The Second Circuit Court of Appeals granted the city’s request to withdraw its appeal in Floyd v New York, a 2008 case challenging the New York Police Department’s stop-and-frisk program as implemented under then-Mayor Mike Bloomberg. The federal judge in the case ruled stop-and-frisk unconstitutional in August 2013, finding the NYPD liable for stopping innocent citizens — mainly young black and brown people — in the streets essentially because of their race. Bloomberg’s administration appealed the ruling, but new mayor Bill De Blasio and his staff agreed to drop the case in January while seeking reforms for NYPD behavior.

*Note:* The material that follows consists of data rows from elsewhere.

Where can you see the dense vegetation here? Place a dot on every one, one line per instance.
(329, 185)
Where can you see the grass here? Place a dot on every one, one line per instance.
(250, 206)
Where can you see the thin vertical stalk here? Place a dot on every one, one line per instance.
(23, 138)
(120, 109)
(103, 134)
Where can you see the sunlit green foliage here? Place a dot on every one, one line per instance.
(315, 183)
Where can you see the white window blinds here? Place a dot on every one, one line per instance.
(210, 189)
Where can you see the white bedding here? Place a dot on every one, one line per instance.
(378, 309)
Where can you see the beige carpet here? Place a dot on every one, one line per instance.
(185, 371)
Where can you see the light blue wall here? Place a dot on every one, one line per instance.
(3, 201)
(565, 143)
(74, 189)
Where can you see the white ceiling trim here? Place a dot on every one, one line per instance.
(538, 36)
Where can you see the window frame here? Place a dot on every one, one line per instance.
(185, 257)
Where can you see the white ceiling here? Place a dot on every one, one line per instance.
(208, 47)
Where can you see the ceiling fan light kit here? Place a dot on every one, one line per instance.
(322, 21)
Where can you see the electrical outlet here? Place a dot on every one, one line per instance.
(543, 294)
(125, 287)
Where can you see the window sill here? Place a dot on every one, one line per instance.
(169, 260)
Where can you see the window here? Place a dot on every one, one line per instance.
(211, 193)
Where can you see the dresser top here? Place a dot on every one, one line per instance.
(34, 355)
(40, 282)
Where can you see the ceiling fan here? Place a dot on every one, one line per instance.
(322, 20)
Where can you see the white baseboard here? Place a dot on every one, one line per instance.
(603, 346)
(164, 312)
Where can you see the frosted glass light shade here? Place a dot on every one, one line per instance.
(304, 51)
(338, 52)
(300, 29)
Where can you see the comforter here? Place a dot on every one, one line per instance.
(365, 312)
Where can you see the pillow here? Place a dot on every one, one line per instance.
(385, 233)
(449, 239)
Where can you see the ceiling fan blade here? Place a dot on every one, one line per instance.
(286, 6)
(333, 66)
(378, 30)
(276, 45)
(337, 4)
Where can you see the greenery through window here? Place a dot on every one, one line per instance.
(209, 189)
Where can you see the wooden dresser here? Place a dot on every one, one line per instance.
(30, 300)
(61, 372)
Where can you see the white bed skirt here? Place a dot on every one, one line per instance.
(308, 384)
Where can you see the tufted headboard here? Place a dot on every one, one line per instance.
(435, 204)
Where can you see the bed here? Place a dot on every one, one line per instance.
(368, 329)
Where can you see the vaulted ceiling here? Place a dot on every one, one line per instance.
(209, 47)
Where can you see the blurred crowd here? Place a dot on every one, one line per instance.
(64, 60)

New York’s police unions pushed back, trying to continue the appeal, but the Second Circuit today denied their request and lifted a hold on stop-and-frisk program reforms put in place in October 2013.

“Today’s ruling confirms the unions cannot claim they are harmed by court orders simply requiring them to comply with the Constitution,” said Baher Azmy, legal director for one of the plaintiffs in the case, the New York-based Center for Constitutional Rights. “Now, after the unions’ unnecessary obstructionism, all New Yorkers can work together to end racially discriminatory policing and bring meaningful reform and accountability to the NYPD.”

Of the more than 5 million people stopped by the NYPD from 2002 to mid-2014, nearly ninety percent were found by the department itself to be completely innocent. Last year, 85 percent of those stopped were black or Latino.

Although today’s ruling was encouraging, De Blasio’s administration is still defending the police surveillance of Muslim communities implemented by his predecessor. The new mayor still has a lot of work to do.